An encouraging sign for the Indian corporate sector is the buoyancy in the startup ecosystem. India is rapidly becoming the world’s third largest startup hub after the United States and China. Virtually every major global venture capital fund and private equity firm is scouting for investments in India. After a slow 2016-17, valuations are again rising. E-commerce remains strong. Food tech is resurgent. Artificial Intelligence, machine learning, online education, big data and logistics are red hot vehicles for domestic and foreign investors.

Adding to the funds flowing into the Indian corporate sector for startups is traditional FDI in infrastructure, manufacturing and defence. The government’s Ease of Doing Business ranking will however break into the top 50 (it is currently placed 100th) only when a red carpet replaces red tape for investors. This was Prime Minister Narendra Modi’s promise four years ago. While some rules for foreign investment have been eased, the red carpet awaits delivery. US-led protectionism meanwhile,  poses a threat to Indian industry, especially if the principle of reciprocal taxation is implemented by Washington. With the US economy growing at over three per cent a year, the Federal Reserve is likely to increase interest rates, putting pressure on the rupee and the trade deficit.

Farm Crisis
Rural distress is real and growing. Land holdings are small. Local government machinery is slow and corrupt. Some farmers wait years to receive their dues on promised waivers. The 2018-19 Union Budget tried to address this problem by pledging a minimum support price (MSP) for crops at cost-plus-50 per cent. It though hasn’t clarified how “cost” will be computed amidst inputs like fertilisers, labour and levies. Over-dependence on the Southwest Monsoon has crippled Indian agriculture. Total foodgrain production in 2017-18 is estimated at a record 277.5 tonnes but is still less than half of China’s foodgrain output for roughly the same population. That reflects the scale of  the problem facing Indian agriculture: low productivity, small, unremunerative land holdings, and corrupt local officialdom.

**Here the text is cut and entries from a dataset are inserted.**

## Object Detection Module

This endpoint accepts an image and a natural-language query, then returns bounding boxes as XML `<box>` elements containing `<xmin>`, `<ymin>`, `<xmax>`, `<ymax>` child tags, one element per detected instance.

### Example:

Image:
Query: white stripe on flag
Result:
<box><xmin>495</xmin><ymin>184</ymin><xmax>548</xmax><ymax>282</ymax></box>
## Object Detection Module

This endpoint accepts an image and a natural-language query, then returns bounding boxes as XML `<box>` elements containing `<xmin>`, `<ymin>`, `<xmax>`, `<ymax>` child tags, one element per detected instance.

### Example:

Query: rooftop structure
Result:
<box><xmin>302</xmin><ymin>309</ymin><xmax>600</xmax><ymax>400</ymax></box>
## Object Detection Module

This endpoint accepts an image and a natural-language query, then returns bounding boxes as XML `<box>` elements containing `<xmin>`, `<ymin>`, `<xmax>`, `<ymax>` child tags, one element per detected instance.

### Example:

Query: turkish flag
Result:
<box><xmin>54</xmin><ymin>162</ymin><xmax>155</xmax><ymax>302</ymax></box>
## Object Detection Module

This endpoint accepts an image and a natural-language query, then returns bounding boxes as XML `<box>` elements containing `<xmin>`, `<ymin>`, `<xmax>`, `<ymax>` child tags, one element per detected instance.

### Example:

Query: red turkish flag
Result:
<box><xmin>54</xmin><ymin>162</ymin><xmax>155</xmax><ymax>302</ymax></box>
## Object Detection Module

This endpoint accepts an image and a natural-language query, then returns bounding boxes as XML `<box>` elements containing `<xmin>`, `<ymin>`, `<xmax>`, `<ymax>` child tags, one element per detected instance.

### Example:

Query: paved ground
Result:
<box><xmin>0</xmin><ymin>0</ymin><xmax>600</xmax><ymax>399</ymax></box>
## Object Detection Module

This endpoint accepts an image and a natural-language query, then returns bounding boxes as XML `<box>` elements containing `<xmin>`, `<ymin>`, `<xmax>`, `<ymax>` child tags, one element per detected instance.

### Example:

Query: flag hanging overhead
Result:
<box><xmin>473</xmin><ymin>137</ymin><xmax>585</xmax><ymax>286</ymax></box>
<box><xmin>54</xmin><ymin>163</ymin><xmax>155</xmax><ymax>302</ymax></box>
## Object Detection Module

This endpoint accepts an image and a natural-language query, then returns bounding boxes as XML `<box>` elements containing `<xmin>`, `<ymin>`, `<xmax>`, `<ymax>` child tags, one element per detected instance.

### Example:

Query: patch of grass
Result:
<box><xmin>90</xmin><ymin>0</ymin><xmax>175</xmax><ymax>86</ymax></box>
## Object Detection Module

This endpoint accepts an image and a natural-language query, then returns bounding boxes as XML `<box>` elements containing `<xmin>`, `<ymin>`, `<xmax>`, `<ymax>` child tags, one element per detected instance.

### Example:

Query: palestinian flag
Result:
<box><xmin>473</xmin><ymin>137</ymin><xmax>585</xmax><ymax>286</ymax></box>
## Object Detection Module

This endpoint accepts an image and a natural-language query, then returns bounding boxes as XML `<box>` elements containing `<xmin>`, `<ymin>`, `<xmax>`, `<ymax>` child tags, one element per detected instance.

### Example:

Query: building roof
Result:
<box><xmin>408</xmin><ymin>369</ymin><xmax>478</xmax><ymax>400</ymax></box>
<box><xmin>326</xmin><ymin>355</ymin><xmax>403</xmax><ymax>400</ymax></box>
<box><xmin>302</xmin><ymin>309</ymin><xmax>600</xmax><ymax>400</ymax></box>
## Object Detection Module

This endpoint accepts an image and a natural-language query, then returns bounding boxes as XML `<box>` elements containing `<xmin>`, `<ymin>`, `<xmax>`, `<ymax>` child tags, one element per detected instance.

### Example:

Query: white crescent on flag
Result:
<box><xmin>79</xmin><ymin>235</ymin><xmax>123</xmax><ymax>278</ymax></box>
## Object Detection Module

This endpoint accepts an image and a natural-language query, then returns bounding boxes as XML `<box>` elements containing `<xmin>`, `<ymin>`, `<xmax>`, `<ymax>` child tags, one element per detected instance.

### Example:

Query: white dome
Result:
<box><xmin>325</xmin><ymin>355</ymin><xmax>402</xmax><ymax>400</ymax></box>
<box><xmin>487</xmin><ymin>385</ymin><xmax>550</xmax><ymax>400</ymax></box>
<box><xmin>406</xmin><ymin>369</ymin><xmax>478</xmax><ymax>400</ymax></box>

Between 2004 and 2006, the M.S. Swaminathan-headed National Commission on Farmers (NCF) submitted five comprehensive reports on reforming Indian agriculture. Father of the Green Revolution, Swaminathan’s reports covered every conceivable issue that afflicts Indian farmers: land reforms, crop insurance, food security, irrigation, farmers’ suicides, loans and much else. Most of  Swaminathan’s suggestions remain on paper. Unless this changes, rural distress could emerge as the single most contentious factor in the 2019 Lok Sabha election. Farmers comprise 50 per cent of India’s electorate, a statistic every political party is now acutely aware of.

India’s corporate sector is deeply concerned about rural well-being. Consumption-led growth would be still-born if confined to cities and towns. Not only do 600 million Indians work on, or live off, the land, farm distress can slow sales of products ranging from tractors to fast moving consumer goods. Indian companies are on the cusp of change. New technology, a growing middle-class and economic reforms promise a revival in their fortunes after a winter chill of demonetisation and a clumsily implemented GST. Those wrinkles are being ironed out. But the green shoots of spring are still to sprout.